Relator: LUÍS TEIXEIRA

Descritores: LEITURA DA SENTENÇA POR APONTAMENTO LEITURA PÚBLICA SENTENÇA NULIDADE INSANÁVEL

Processo: 301/15.3GAMIR.C1

Nº Convencional: JTRC

Data do Acordão: 13/11/2019

Votação: UNANIMIDADE

Tribunal de recurso: COMARCA DE COIMBRA (JUÍZO DE COMPETÊNCIA CRIMINAL DE CANTANHEDE)

Texto Integral: S

Meio Processual: RECURSO CRIMINAL

Decisão: ANULADA

Legislação Nacional: ART.ºS 87.º; 321.º; 372.º E 373.º, DO CPP

Sumário

I – Nos termos dos artigos 372.º e 373.º, ambos do Código de Processo Penal, a sentença deve ser reduzida a escrito em conformidade com o disposto e exigências do artigo 374.º do mesmo diploma, assinada, lida publicamente e depositada na secretaria.

II - Não sendo reduzida a escrito, lida publicamente e depositada na secretaria a sentença que o deveria ser, apenas o tendo sido “por apontamento”, inexiste sentença juridicamente válida, cuja consequência é a nulidade insanável da sessão do julgamento onde tais factos ocorreram que deverá repetir-se com o cumprimento de todas as exigências referentes à elaboração, leitura e deposito da sentença.

Decisão Texto Parcial

Não disponível.

Decisão Texto Integral

Acordam em conferência, na 4ª Secção (competência criminal) do Tribunal da Relação de Coimbra.


I

1. Nos autos supra identificados, foi a arguida DD, melhor id. no processo,

            Julgada e a final decidido:

           

2. Desta sentença recorrem os assistentes ID e AM (...).

            5. Colhidos os vistos, realizou-se a conferência.    


II

            Apreciando:

            QUESTÃO PREVIA suscitada pela Exmª PGA no seu parecer, junto desta Relação:

1. Dispõe o artigo 372.º do Código de Processo Penal:

Elaboração e assinatura da sentença

1 - Concluída a deliberação e votação, o presidente ou, se este ficar vencido, o juiz mais antigo dos que fizerem vencimento, elaboram a sentença de acordo com as posições que tiverem feito vencimento.

2 - Em seguida, a sentença é assinada por todos os juízes e pelos jurados e, se algum dos juízes assinar vencido, declara com precisão os motivos do seu voto.

3 - Regressado o tribunal à sala de audiência, a sentença é lida publicamente pelo presidente ou por outro dos juízes.
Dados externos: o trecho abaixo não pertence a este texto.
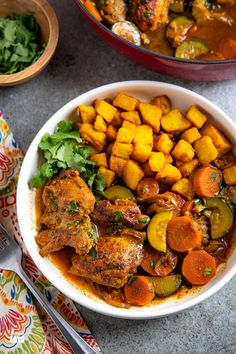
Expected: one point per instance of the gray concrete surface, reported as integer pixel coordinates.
(83, 61)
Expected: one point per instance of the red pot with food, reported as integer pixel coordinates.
(193, 43)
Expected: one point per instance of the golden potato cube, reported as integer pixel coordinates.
(117, 120)
(146, 170)
(127, 103)
(174, 122)
(122, 150)
(100, 124)
(163, 144)
(125, 135)
(168, 158)
(117, 164)
(187, 168)
(157, 161)
(151, 115)
(87, 113)
(222, 144)
(100, 159)
(169, 174)
(111, 132)
(229, 175)
(144, 135)
(163, 102)
(132, 117)
(205, 150)
(184, 187)
(106, 110)
(132, 174)
(196, 117)
(183, 151)
(109, 176)
(191, 135)
(141, 152)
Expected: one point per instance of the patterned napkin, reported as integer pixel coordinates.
(23, 327)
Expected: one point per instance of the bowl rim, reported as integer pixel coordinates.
(40, 262)
(148, 51)
(35, 68)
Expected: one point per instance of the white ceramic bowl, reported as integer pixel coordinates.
(144, 90)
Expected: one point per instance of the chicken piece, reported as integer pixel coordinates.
(80, 235)
(122, 213)
(67, 201)
(111, 263)
(113, 10)
(149, 14)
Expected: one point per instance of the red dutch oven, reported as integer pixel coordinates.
(198, 70)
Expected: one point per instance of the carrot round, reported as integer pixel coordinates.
(139, 291)
(91, 7)
(183, 234)
(199, 267)
(206, 181)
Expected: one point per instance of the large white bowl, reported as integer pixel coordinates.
(145, 90)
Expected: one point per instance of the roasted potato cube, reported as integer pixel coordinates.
(147, 171)
(109, 176)
(132, 117)
(141, 152)
(111, 132)
(151, 115)
(122, 150)
(184, 187)
(225, 161)
(157, 161)
(132, 174)
(144, 135)
(100, 124)
(117, 164)
(229, 175)
(100, 159)
(87, 113)
(205, 150)
(162, 102)
(187, 168)
(174, 122)
(106, 110)
(183, 151)
(221, 143)
(196, 117)
(125, 102)
(191, 135)
(169, 174)
(163, 144)
(125, 135)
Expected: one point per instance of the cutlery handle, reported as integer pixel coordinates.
(76, 342)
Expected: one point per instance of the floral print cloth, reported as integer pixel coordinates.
(25, 328)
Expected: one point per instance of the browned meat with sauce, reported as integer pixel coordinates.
(149, 14)
(111, 263)
(122, 213)
(113, 10)
(67, 201)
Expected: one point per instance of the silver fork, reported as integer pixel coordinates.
(10, 259)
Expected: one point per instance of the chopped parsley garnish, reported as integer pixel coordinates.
(207, 271)
(131, 279)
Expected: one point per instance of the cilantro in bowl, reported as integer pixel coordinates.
(20, 43)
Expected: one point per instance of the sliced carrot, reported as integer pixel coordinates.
(183, 234)
(139, 291)
(228, 48)
(199, 267)
(158, 263)
(207, 181)
(91, 7)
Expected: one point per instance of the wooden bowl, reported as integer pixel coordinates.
(48, 23)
A leitura do relatório pode ser omitida. A leitura da fundamentação ou, se esta for muito extensa, de uma sua súmula, bem como do dispositivo, é obrigatória, sob pena de nulidade.
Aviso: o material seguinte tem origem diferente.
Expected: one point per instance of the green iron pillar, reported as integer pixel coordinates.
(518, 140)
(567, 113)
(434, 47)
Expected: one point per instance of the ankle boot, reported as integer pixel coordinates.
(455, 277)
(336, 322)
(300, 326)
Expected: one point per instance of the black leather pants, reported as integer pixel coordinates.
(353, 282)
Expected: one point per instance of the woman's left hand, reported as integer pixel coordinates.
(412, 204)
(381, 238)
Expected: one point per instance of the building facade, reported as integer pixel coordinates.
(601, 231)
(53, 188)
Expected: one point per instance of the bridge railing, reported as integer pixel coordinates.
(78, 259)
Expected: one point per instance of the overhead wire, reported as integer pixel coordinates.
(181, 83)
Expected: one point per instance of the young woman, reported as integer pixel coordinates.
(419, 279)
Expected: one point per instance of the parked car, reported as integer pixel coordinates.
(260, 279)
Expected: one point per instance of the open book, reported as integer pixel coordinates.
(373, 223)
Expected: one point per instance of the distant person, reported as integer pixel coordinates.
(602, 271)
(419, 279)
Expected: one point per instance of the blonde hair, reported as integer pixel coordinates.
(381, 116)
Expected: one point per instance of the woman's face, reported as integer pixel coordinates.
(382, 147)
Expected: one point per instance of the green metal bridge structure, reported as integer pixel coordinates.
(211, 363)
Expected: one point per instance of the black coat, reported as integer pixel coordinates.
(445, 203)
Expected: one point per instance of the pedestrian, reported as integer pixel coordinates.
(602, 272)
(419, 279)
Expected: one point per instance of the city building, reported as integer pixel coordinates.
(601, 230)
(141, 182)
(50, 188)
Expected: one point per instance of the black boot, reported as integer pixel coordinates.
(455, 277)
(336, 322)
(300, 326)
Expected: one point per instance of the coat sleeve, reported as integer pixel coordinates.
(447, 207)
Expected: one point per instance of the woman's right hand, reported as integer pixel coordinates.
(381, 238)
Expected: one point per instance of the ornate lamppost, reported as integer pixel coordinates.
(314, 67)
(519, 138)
4 - A leitura da sentença equivale à sua notificação aos sujeitos processuais que deverem considerar-se presentes na audiência.
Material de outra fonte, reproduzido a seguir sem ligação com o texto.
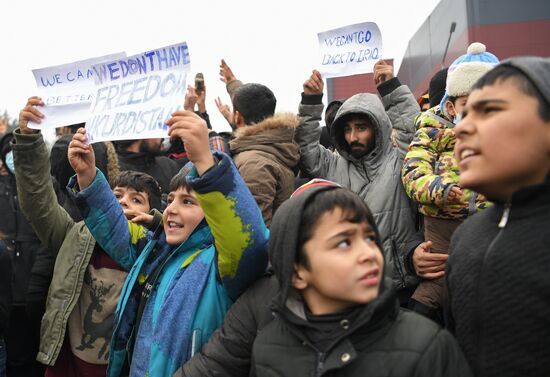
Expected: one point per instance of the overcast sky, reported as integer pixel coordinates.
(271, 42)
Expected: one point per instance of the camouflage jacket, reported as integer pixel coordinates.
(430, 169)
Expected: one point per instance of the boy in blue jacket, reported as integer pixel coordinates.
(183, 279)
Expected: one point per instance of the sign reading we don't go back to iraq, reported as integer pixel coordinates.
(349, 50)
(135, 95)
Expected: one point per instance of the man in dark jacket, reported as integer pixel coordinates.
(5, 302)
(367, 163)
(335, 313)
(498, 269)
(390, 333)
(22, 246)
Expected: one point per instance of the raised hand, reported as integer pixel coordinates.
(429, 265)
(191, 98)
(225, 110)
(82, 159)
(382, 72)
(314, 84)
(226, 75)
(201, 99)
(30, 112)
(193, 132)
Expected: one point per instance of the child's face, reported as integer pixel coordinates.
(132, 201)
(181, 216)
(502, 142)
(345, 265)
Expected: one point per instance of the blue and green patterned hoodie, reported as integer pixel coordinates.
(198, 279)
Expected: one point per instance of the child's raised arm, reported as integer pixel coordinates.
(240, 235)
(99, 207)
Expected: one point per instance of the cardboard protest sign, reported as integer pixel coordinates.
(67, 91)
(350, 50)
(136, 95)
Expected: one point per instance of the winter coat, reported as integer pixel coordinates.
(229, 350)
(161, 168)
(21, 240)
(374, 339)
(70, 242)
(266, 156)
(5, 288)
(377, 176)
(380, 339)
(499, 286)
(197, 279)
(430, 169)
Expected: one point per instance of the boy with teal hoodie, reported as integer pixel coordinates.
(182, 279)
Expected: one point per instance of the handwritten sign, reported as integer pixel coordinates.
(350, 50)
(67, 91)
(135, 96)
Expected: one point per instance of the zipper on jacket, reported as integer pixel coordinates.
(320, 363)
(505, 216)
(397, 264)
(477, 314)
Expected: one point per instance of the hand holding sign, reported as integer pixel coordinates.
(226, 75)
(192, 130)
(382, 72)
(82, 158)
(191, 98)
(225, 110)
(30, 113)
(314, 85)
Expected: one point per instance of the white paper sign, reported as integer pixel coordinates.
(67, 91)
(136, 95)
(350, 50)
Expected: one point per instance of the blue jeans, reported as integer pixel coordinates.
(2, 358)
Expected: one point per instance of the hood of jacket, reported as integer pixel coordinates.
(285, 231)
(369, 105)
(274, 135)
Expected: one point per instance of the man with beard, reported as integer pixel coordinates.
(367, 163)
(145, 156)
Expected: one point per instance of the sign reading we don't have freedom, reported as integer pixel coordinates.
(135, 95)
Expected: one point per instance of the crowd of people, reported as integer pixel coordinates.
(404, 237)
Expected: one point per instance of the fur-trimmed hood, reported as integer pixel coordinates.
(274, 135)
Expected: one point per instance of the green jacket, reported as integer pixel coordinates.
(430, 169)
(70, 242)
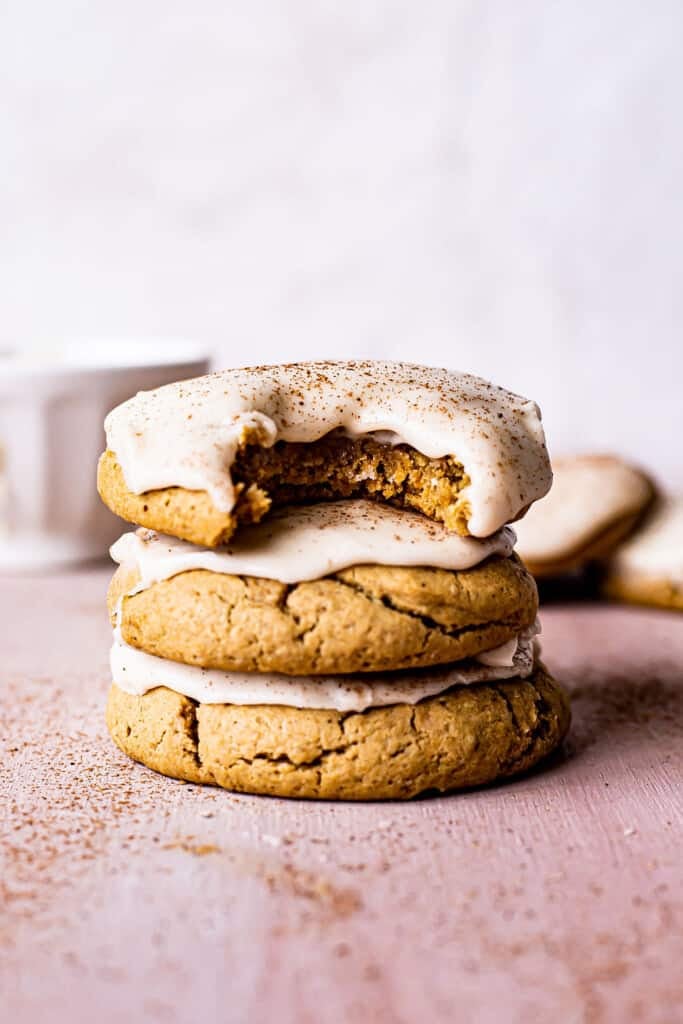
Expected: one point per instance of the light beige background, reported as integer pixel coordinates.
(489, 184)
5 - Logo após a leitura da sentença, o presidente procede ao seu depósito na secretaria. O secretário apõe a data, subscreve a declaração de depósito e entrega cópia aos sujeitos processuais que o solicitem.

 Por sua vez, dispõe o artigo 373.º

Leitura da sentença

1 - Quando, atenta a especial complexidade da causa, não for possível proceder imediatamente à elaboração da sentença, o presidente fixa publicamente a data dentro dos 10 dias seguintes para a leitura da sentença.

2 - Na data fixada procede-se publicamente à leitura da sentença e ao seu depósito na secretaria, nos termos do artigo anterior.

Destes dois preceitos resulta que a sentença deve ser reduzida a escrito em conformidade com o disposto e exigências do artigo 374º do Código de Processo Penal, assinada, lida publicamente e depositada na secretaria.

Sem prejuízo de poder ser ditada para a ata, oralmente, nos casos expressamente previstos – v. artigos 389-A e 391.º-F, do Código de Processo Penal (processo sumário e abreviado).

Ressalvando-se, mesmo assim, no nº 5 do artigo 389-A:

5 – Se for aplicada pena privativa da liberdade ou, excepcionalmente, se as circunstâncias do caso o tornarem necessário, o juiz, logo após a discussão, elabora a sentença por escrito e procede à sua leitura.

            2. Consta da ata de audiência do dia 24 de abril de 2019, o seguinte:

            “Quando eram 10 horas e 58 minutos, pela Mm.ª Juiz foi declarada reaberta a audiência de

discussão e julgamento – art.º 329.º, n.º 3 do Código de Processo Penal. –

            Seguidamente, nos termos do art.º 373.º, n.º 2, do C.P.P., a Mm.ª Juiz procedeu à leitura da

Sentença, por súmula, o que fez em voz alta”.

            Ou seja, naquela data de 24 de abril de 2019 foi “proferida uma sentença”, oralmente, não sendo sequer gravada no sistema áudio e/ou informático, por súmula, vulgo “apontamento”.

            E em 29.04.2019 foi então junta aos autos e depositada na secretaria a “sentença” de fls. 417 a 422v.

              Com o devido respeito pelo procedimento da Srª Juíza, o mesmo é manifestamente ilegal.

            E se assim é, qual o vício cometido?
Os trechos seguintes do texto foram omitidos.